Ah, I just read Hottub's note...Arabic! I know two Arabic words, Zeft (bad) and Momtaz (good). That post was definitely zeft, but your response was most definitely Momtaz. :smile:
Hey you took all the school DR. I'm just a used car salesman that can sing like bird...:tongue:
Hottub
03-28-2009, 07:02 PM
Hey you took all the school DR. I'm just a used car salesman that can sing like bird...:tongue:
No kidding. "Hot Days Cool Nights" (http://www.buzzard8.com/jughead.htm) is in the top 10 on my iPod.
Jughead
03-28-2009, 07:10 PM
No kidding. "Hot Days Cool Nights" (http://www.buzzard8.com/jughead.htm) is in the top 10 on my iPod.
Buddy....I will get you the new stuff(Old tapes)....My studio guy is in a messy divorce...Long story ...But it will happen soon...Im the number one Dr Steve fan we are so lucky to have him...Ok Dr Steve........... buzzard8.com down load hot days put on head set and do by pass then it will all be complete...:tongue:
Dr Steve
04-12-2009, 06:15 PM
When it comes to matters of ass hygiene can we really do better than 16th century France? Of course not.

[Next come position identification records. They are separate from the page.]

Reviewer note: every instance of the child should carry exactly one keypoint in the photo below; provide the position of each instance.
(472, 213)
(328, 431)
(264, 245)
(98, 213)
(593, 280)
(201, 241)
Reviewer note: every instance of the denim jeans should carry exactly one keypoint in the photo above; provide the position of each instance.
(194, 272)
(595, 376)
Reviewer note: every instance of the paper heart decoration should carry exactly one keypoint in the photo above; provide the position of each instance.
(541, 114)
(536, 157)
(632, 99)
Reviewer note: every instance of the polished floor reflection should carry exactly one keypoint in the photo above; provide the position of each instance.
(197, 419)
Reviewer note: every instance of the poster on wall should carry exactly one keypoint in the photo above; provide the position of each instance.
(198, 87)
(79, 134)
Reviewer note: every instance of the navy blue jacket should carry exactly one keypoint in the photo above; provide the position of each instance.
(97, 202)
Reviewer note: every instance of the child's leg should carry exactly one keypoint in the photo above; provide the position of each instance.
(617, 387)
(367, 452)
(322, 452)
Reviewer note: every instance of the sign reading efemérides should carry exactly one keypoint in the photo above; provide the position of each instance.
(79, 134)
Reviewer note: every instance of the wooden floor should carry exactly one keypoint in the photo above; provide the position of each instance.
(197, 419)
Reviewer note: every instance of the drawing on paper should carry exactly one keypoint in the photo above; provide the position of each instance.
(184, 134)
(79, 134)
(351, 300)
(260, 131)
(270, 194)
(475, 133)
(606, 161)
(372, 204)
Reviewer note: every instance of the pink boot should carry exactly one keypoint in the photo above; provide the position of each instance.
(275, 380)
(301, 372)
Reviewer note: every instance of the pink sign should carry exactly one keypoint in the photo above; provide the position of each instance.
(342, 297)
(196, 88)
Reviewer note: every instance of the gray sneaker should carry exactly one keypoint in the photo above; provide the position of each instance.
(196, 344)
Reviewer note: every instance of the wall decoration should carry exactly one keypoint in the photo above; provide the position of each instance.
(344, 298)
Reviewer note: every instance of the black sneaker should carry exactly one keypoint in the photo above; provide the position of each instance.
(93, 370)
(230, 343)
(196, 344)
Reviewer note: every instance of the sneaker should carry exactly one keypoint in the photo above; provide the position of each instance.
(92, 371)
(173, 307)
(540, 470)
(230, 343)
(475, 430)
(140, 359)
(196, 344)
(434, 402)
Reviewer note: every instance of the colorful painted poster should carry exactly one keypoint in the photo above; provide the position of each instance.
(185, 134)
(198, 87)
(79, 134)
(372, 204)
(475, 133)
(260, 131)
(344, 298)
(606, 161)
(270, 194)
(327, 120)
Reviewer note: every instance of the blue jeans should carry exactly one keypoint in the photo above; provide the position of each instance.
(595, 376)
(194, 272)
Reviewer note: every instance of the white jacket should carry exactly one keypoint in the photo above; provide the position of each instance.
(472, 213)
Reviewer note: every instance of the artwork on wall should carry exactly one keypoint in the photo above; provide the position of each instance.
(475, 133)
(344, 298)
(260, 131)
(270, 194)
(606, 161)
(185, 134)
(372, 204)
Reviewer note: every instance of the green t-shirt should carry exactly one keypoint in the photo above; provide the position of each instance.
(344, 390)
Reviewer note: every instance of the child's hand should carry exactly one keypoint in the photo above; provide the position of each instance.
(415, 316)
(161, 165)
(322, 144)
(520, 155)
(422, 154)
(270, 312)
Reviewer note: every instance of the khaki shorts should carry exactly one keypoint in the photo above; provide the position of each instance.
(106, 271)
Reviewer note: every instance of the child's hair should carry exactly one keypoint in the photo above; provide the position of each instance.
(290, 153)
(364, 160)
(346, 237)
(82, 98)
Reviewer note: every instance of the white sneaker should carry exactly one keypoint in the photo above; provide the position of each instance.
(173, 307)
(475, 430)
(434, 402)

Here for your edification (and probably horror) is a chapter from The Life of Gargantua and of Pantagruel by Francois Rabelais on just this topic:
http://ebooks.adelaide.edu.au/r/rabelais/francois/r11g/part17.html
& here is the conclusion reached after much scientific experimentation
[quote]But, to conclude, I say and maintain, that of all torcheculs, arsewisps, bumfodders, tail-napkins, bunghole cleansers, and wipe-breeches, there is none in the world comparable to the neck of a goose, that is well downed, if you hold her head betwixt your legs. And believe me therein upon mine honour, for you will thereby feel in your nockhole a most wonderful pleasure, both in regard of the softness of the said down and of the temporate heat of the goose, which is easily communicated to the bum-gut and the rest the inwards, in so far as to come even to the regions of the heart and brains.[quote]
I guess I owe my comparative lit teacher $5 for when I bet him that nothing in that class would ever prove useful. And if we use geese this way there will be fewer that fly into our jets' engines. It's a win-win.
I commissioned a Shakespearian actor to record this and put a little classical music behind it...we'll be playing excerpts on the next weird medicine april 18th 2009 :-) with thanks to Recyclerz on this one!
Recyclerz
04-12-2009, 06:35 PM
I commissioned a Shakespearian actor to record this and put a little classical music behind it...we'll be playing excerpts on the next weird medicine april 18th 2009 :-) with thanks to Recyclerz on this one!
Woo-Hoo!! I wonder if I can use this as a credit against any community service I am likely to be sentenced to in the future.
Glad I could contribute Dr. Steve. I am a fan of your show. :clap:
Dr Steve
04-13-2009, 07:19 AM
Woo-Hoo!! I wonder if I can use this as a credit against any community service I am likely to be sentenced to in the future.
Glad I could contribute Dr. Steve. I am a fan of your show. :clap:
yay! thanks again! :clap:
I'll post the whole 8 minute segment on my website after the show airs...we'll just be playing three one minute or more excerpts during the show.